SÃO DESFEITOS OS ÚLTIMOS PRETEXTOS: A INCERTEZA DA PERSEVERANÇA NÃO É MOTIVO PARA SE IMPEDIR A VOCAÇÃO

Por isso, eu vos exorto a que abandoneis toda obstinação e queirais ser pais de filhos filósofos. Já não podeis alegar nem este pretexto que ouço de muitos. Que pretexto é este? - Como sabíamos - dizem - que não poderiam chegar até o fim, os impedimos de seguir a sua vocação.

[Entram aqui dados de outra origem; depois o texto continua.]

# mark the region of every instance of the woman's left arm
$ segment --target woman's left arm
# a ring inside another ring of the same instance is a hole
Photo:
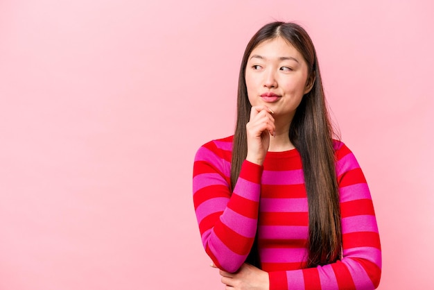
[[[378,287],[381,274],[381,252],[371,195],[353,153],[343,144],[340,146],[336,171],[341,209],[342,259],[315,268],[268,273],[248,265],[230,275],[220,273],[222,282],[243,285],[233,288],[236,290],[361,290]],[[264,273],[269,276],[268,288],[249,288],[249,285],[261,284]]]

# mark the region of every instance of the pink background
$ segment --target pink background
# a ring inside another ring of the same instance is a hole
[[[297,21],[374,201],[381,289],[432,287],[430,1],[0,1],[0,289],[218,289],[191,198],[252,34]]]

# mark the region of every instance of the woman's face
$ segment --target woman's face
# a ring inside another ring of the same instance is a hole
[[[294,116],[303,95],[311,89],[306,61],[281,37],[255,47],[247,63],[245,84],[252,106],[266,105],[276,116]]]

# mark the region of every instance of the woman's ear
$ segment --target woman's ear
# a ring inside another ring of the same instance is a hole
[[[311,76],[308,78],[306,81],[306,86],[304,87],[304,94],[311,92],[312,87],[313,87],[313,84],[315,83],[315,71],[313,71]]]

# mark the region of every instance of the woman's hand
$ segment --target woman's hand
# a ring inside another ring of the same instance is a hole
[[[247,130],[247,157],[250,162],[262,165],[270,146],[270,135],[275,135],[273,112],[266,105],[252,107]]]
[[[216,266],[213,264],[213,267]],[[244,263],[236,273],[220,270],[222,283],[225,290],[269,290],[268,273],[258,268]]]

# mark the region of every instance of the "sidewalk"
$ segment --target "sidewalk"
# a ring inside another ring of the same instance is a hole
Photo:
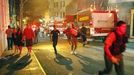
[[[6,50],[5,58],[0,59],[0,75],[46,75],[33,52],[27,55],[24,47],[21,55],[12,53],[13,50]]]

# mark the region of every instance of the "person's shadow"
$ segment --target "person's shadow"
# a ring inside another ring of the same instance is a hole
[[[86,72],[88,74],[96,74],[98,73],[98,70],[101,69],[103,65],[101,65],[100,61],[94,60],[92,58],[77,54],[75,55],[79,58],[79,63],[83,66],[81,69],[83,72]]]
[[[14,63],[18,58],[19,58],[19,54],[14,56],[13,54],[4,56],[3,59],[0,59],[0,69],[8,64]]]
[[[62,56],[60,54],[57,54],[56,58],[54,58],[54,61],[57,64],[65,65],[67,70],[73,70],[73,67],[71,65],[72,64],[72,60],[70,58],[67,58],[67,57],[64,57],[64,56]]]
[[[9,64],[7,69],[9,70],[5,75],[13,75],[15,71],[25,68],[32,62],[30,55],[24,55],[22,58],[14,63]]]

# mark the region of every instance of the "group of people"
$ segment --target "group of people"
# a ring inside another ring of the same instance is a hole
[[[77,54],[76,48],[77,48],[77,37],[82,34],[83,44],[86,44],[86,31],[87,29],[84,27],[79,30],[78,27],[76,27],[73,23],[68,23],[67,29],[63,31],[63,33],[66,34],[69,44],[71,45],[71,54]],[[56,29],[56,26],[54,25],[54,30],[50,33],[50,40],[53,42],[53,48],[55,51],[55,54],[57,54],[56,45],[58,42],[58,35],[60,34],[60,31]]]
[[[83,46],[85,46],[87,41],[87,29],[84,27],[84,25],[82,25],[82,28],[79,29],[73,23],[69,23],[67,26],[68,27],[66,30],[64,30],[64,33],[66,34],[68,42],[71,46],[71,54],[77,54],[77,37],[81,35]],[[113,65],[115,66],[115,71],[117,75],[124,75],[123,52],[125,51],[126,43],[128,42],[128,38],[126,36],[126,23],[124,21],[118,21],[115,26],[115,29],[108,34],[104,41],[105,68],[104,70],[98,72],[99,75],[109,74],[112,70]],[[15,30],[11,29],[11,27],[8,26],[6,34],[8,49],[13,48],[11,43],[11,39],[13,36],[15,52],[17,49],[19,49],[19,53],[21,54],[22,44],[25,40],[28,54],[31,53],[32,42],[35,35],[30,25],[27,25],[23,31],[19,27],[17,28],[17,30]],[[50,33],[50,40],[53,42],[53,48],[56,55],[58,54],[56,46],[59,34],[60,31],[56,29],[56,26],[54,25],[54,29]]]
[[[71,54],[76,54],[77,48],[77,37],[79,36],[79,29],[74,24],[67,25],[67,29],[64,31],[68,38],[68,42],[71,45]],[[128,38],[126,36],[126,23],[124,21],[118,21],[115,25],[115,29],[108,34],[104,41],[104,61],[105,68],[98,72],[98,75],[109,74],[112,70],[112,66],[115,66],[117,75],[124,75],[124,64],[123,64],[123,52],[126,49],[126,43]],[[83,46],[87,43],[86,40],[87,29],[82,25],[80,29],[80,35],[83,40]],[[54,30],[51,31],[51,39],[53,41],[53,47],[55,54],[57,54],[57,41],[59,30],[54,26]]]
[[[22,47],[26,42],[28,54],[30,55],[35,34],[29,24],[24,30],[22,30],[19,26],[17,28],[11,28],[9,25],[8,29],[6,29],[6,34],[8,50],[13,49],[14,45],[14,54],[18,52],[21,54]]]

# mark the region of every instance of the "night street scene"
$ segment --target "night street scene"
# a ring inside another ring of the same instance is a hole
[[[134,0],[0,0],[0,75],[134,75]]]

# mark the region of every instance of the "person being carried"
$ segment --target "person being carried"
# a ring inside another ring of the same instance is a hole
[[[32,50],[34,36],[35,36],[34,31],[32,30],[30,24],[27,24],[26,28],[23,31],[22,41],[26,39],[26,47],[28,49],[28,55],[30,55],[31,50]]]
[[[115,66],[117,75],[124,75],[123,52],[126,49],[126,23],[118,21],[114,31],[108,34],[104,42],[105,69],[99,75],[109,74]]]
[[[50,32],[50,41],[53,42],[53,48],[54,48],[55,54],[57,55],[56,46],[57,46],[58,35],[60,34],[60,31],[56,29],[56,26],[55,25],[53,27],[54,27],[54,30],[52,30]]]

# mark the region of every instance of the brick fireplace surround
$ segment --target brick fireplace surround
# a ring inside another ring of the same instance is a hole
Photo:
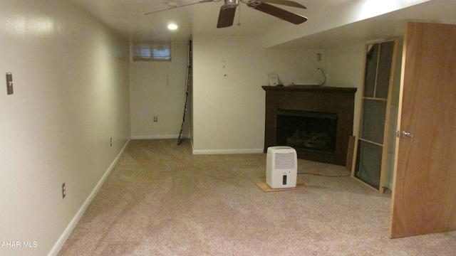
[[[353,134],[356,88],[318,85],[262,86],[266,91],[264,149],[276,145],[277,110],[301,110],[337,114],[335,154],[295,149],[298,158],[345,166],[348,139]]]

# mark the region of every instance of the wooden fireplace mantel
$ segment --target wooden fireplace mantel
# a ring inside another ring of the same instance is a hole
[[[296,149],[298,158],[345,166],[348,139],[353,135],[356,88],[318,85],[262,86],[266,91],[264,152],[276,142],[277,110],[337,114],[336,153],[322,154]],[[286,145],[281,145],[286,146]]]

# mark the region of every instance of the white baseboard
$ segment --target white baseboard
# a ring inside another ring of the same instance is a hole
[[[263,153],[263,149],[193,149],[193,154],[259,154]]]
[[[132,139],[178,139],[179,134],[170,135],[135,135]]]
[[[108,169],[106,172],[105,172],[105,174],[103,174],[103,177],[101,177],[101,179],[100,179],[98,183],[97,183],[97,186],[95,186],[95,188],[93,188],[93,190],[92,191],[92,193],[90,193],[87,199],[86,199],[86,201],[82,205],[82,206],[81,206],[76,215],[73,218],[68,225],[65,229],[65,231],[63,231],[54,246],[52,247],[52,250],[51,250],[51,252],[49,252],[49,253],[48,254],[48,256],[57,255],[60,250],[63,246],[65,241],[66,241],[68,238],[70,236],[71,232],[73,232],[73,230],[76,226],[76,225],[79,222],[79,220],[81,220],[83,215],[86,212],[86,210],[88,207],[89,204],[90,204],[90,202],[92,202],[92,200],[93,200],[93,198],[95,198],[95,196],[96,196],[97,193],[98,192],[103,184],[105,183],[105,181],[106,181],[106,178],[108,178],[109,174],[110,174],[111,171],[117,164],[117,162],[120,159],[120,156],[122,156],[122,154],[127,148],[127,146],[128,145],[128,143],[130,143],[130,139],[128,139],[125,145],[123,145],[123,147],[122,148],[119,154],[117,155],[113,163],[111,163],[111,164],[109,166],[109,168]]]

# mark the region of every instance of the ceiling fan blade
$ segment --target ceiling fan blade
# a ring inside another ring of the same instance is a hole
[[[261,0],[259,1],[263,2],[263,3],[269,3],[269,4],[284,5],[284,6],[291,6],[291,7],[307,9],[307,7],[304,6],[304,5],[302,5],[302,4],[299,4],[299,3],[296,3],[294,1],[288,1],[288,0]]]
[[[307,21],[307,18],[303,16],[294,14],[265,3],[260,3],[259,4],[254,5],[252,6],[249,6],[249,7],[253,8],[255,10],[261,11],[269,15],[272,15],[294,24],[301,24]]]
[[[158,10],[158,11],[151,11],[151,12],[148,12],[146,14],[144,14],[144,15],[149,15],[149,14],[155,14],[157,12],[160,12],[160,11],[167,11],[167,10],[170,10],[170,9],[176,9],[176,8],[180,8],[180,7],[185,7],[185,6],[191,6],[191,5],[194,5],[194,4],[204,4],[204,3],[211,3],[211,2],[216,2],[216,1],[220,1],[222,0],[201,0],[200,1],[197,1],[196,3],[192,3],[192,4],[182,4],[182,5],[176,5],[176,6],[172,6],[170,8],[167,8],[165,9],[162,9],[162,10]],[[166,4],[166,2],[165,2]],[[169,5],[168,5],[169,6]]]
[[[236,6],[227,7],[224,5],[222,6],[222,8],[220,8],[220,13],[219,14],[219,21],[217,23],[217,27],[221,28],[233,26],[235,14]]]

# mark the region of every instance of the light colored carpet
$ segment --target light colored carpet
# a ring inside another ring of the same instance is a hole
[[[59,255],[456,255],[456,233],[391,240],[390,195],[351,177],[265,193],[266,154],[133,140]],[[299,172],[346,175],[299,160]]]

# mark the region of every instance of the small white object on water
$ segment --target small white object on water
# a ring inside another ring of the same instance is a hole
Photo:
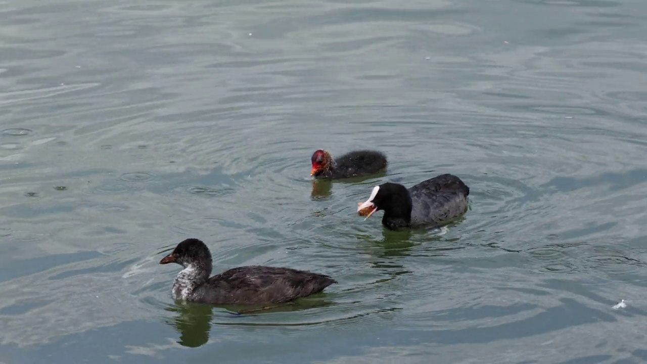
[[[611,308],[613,308],[613,310],[617,310],[619,308],[624,308],[626,306],[627,306],[627,304],[624,303],[624,299],[622,299],[622,300],[620,300],[620,302],[619,302],[615,306],[614,306],[613,307],[611,307]]]

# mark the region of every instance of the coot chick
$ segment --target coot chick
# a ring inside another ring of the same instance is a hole
[[[370,197],[357,207],[368,218],[384,210],[382,224],[396,230],[403,227],[440,227],[459,218],[467,210],[470,188],[452,174],[441,174],[407,190],[399,183],[376,186]]]
[[[324,290],[337,281],[327,275],[291,268],[249,266],[211,278],[209,248],[199,239],[186,239],[160,264],[177,263],[184,269],[173,283],[173,298],[215,304],[281,303]]]
[[[386,156],[375,150],[355,150],[336,159],[318,150],[313,154],[310,176],[320,178],[348,178],[375,174],[386,168]]]

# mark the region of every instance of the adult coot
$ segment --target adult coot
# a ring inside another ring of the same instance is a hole
[[[313,154],[310,176],[320,178],[348,178],[375,174],[386,168],[386,156],[375,150],[355,150],[333,159],[320,149]]]
[[[249,266],[211,278],[209,248],[199,239],[186,239],[160,264],[177,263],[184,269],[173,284],[173,298],[215,304],[281,303],[316,293],[337,281],[320,274],[278,267]]]
[[[465,214],[469,194],[469,187],[452,174],[423,181],[408,190],[387,182],[373,188],[368,199],[358,206],[357,212],[368,218],[384,210],[382,224],[391,230],[440,227]]]

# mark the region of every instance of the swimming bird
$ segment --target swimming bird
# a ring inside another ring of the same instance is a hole
[[[348,178],[375,174],[386,168],[386,157],[375,150],[355,150],[333,159],[320,149],[313,154],[310,176],[319,178]]]
[[[397,230],[404,227],[441,227],[461,217],[467,210],[470,188],[452,174],[441,174],[407,189],[387,182],[375,186],[357,212],[368,218],[383,210],[382,224]]]
[[[209,277],[211,252],[199,239],[177,244],[160,264],[184,267],[173,284],[176,300],[215,304],[282,303],[323,291],[337,283],[327,275],[291,268],[248,266],[232,268]]]

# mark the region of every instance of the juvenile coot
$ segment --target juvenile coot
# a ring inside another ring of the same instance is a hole
[[[320,178],[348,178],[375,174],[386,168],[386,156],[375,150],[355,150],[336,159],[320,149],[312,157],[310,176]]]
[[[249,266],[211,278],[209,248],[199,239],[186,239],[160,264],[177,263],[184,269],[173,284],[173,298],[215,304],[281,303],[316,293],[337,281],[305,271]]]
[[[368,218],[375,211],[384,210],[382,224],[391,230],[440,227],[465,214],[469,194],[469,187],[452,174],[423,181],[408,190],[387,182],[373,188],[368,199],[357,207],[357,212]]]

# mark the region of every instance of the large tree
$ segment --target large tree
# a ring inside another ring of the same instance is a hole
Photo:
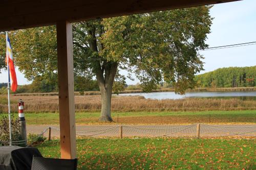
[[[172,83],[179,93],[194,86],[194,75],[203,66],[202,56],[197,51],[207,46],[210,8],[73,23],[75,75],[97,80],[102,99],[100,120],[113,121],[111,94],[113,86],[118,86],[114,85],[115,80],[117,84],[124,82],[121,69],[129,71],[127,77],[135,75],[146,91],[162,81]],[[21,30],[15,37],[16,60],[27,78],[47,78],[56,72],[55,26]]]

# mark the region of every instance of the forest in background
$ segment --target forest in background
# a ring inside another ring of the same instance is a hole
[[[247,87],[256,85],[256,66],[221,68],[197,75],[197,87]]]
[[[57,91],[57,77],[54,81],[49,81],[38,77],[31,84],[18,86],[16,93],[28,92],[50,92]],[[256,66],[243,67],[227,67],[217,69],[214,71],[197,75],[195,88],[232,88],[256,86]],[[87,80],[82,77],[75,77],[75,91],[80,92],[99,91],[96,80]],[[0,83],[0,94],[6,94],[7,83]],[[157,89],[172,88],[172,85],[166,82],[161,82]],[[124,84],[123,90],[142,90],[139,83],[135,85]]]

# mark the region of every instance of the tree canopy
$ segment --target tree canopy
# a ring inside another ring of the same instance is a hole
[[[210,8],[201,6],[73,24],[75,76],[97,80],[102,96],[101,120],[112,120],[113,87],[120,88],[125,82],[120,70],[128,71],[128,78],[135,75],[146,91],[163,81],[172,83],[179,93],[194,86],[194,75],[203,66],[197,50],[207,47]],[[56,79],[52,76],[57,71],[55,26],[19,30],[13,38],[16,64],[27,78]]]

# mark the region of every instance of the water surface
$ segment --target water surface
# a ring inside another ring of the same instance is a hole
[[[216,92],[188,92],[184,95],[175,94],[174,92],[159,92],[152,93],[138,93],[120,94],[120,95],[142,95],[146,99],[180,99],[191,98],[238,98],[241,100],[256,100],[256,91],[216,91]]]

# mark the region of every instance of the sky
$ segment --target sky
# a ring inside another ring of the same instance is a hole
[[[256,1],[241,1],[215,5],[210,14],[214,17],[211,33],[206,43],[209,47],[256,41]],[[256,44],[233,48],[200,52],[205,59],[204,70],[200,74],[219,68],[231,66],[256,65]],[[16,68],[18,85],[31,83]],[[7,82],[7,74],[4,70],[0,74],[0,83]],[[126,75],[124,71],[122,74]],[[126,83],[135,84],[139,82],[126,79]]]

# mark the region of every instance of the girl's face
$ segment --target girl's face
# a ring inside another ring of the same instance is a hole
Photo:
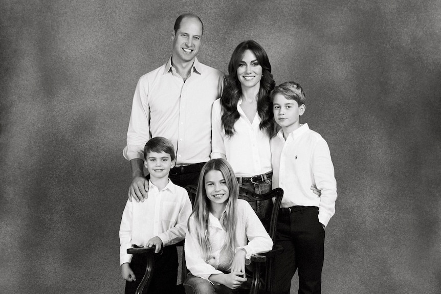
[[[230,190],[220,171],[211,170],[207,172],[204,185],[211,205],[222,205],[225,208],[230,197]]]

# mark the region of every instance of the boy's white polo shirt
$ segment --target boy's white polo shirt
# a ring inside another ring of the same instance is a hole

A isto respondo que, ainda que com toda a certeza o soubesses e não se tratasse de mera conjectura - e o fato é que muitos dos que se esperava que iam cair, se mantiveram firmes -, nem ainda neste caso se deveria lança-lo para baixo. Se vemos que alguém vai cair e nos adiantamos em dar-lhe uma rasteira, a possibilidade da queda não basta para nos desculpar, antes, isto é justamente o que mais nos condena. Porque não deixaste que a queda se devesse só a sua própria negligência e não de que te adiantasses em arrebatar o pecado e atraísses toda a culpa sobre a tua própria cabeça? Ou, melhor dizendo, nem sequer devias ter consentido que caísse. Porque, efetivamente, não fizeste todo o possível para evitar a queda de teu filho? De modo que, justamente porque sabias que teu filho ia cair, por isso principalmente és digno de castigo. Porque aquele que isso sabia de antemão não tinha que derrubar, mas estender a mão e redobrar o empenho para que este que estava a ponto de cair se mantivesse valentemente em pé, quer conseguisse se manter, quer não. Nosso dever é fazer tudo o que está a nosso alcance, mesmo que ninguém tire nenhum fruto do nosso trabalho. Por que razão e para que fim? Para que sejam eles, e não nós, que tenham que prestar contas a Deus. Pois foi Ele mesmo que disse ao criado que não havia negociado com o talento:

"Devias ter posto meu dinheiro no banco e eu, quando voltasse, o teria recuperado com o lucro".
Mt 25, 27

Obedeçamos, portanto, a quem deste modo nos exorta, a fim de escapar também ao castigo. Pois seguramente não conseguiremos enganar a Deus, como aos homens. Porque Deus pesquisa os corações e expõe tudo à luz do dia e Ele é quem nos faz responsáveis a todo o momento pela salvação de nossos filhos. Se quem não pôs o dinheiro no banco foi castigado, o que terá que sofrer quem impede aqueles que o querem pôr? E como tiveste vontade de impedi-los, o castigo será o mesmo, tanto se por vossos conselhos são vossos filhos arrastados para o torvelinho das coisas da vida, como se, resistindo bravamente a vosso ataque, voltem outra vez aos montes. Porque, do mesmo modo que quem trata de levar alguém à filosofia, consiga ou não convence-lo, tem assegurada sua recompensa (pois fez a sua parte); assim o que tenta corromper, consiga ou não realizar o seu intento, sofrerá o mesmo castigo, pois também este fez o que estava a seu alcance. De sorte que, ainda que todos os vossos esforços para derrubar os pensamentos generosos de vossos filhos tivessem resultado inúteis, sofreríeis o mesmo castigo que se de fato os tivesses derrubado.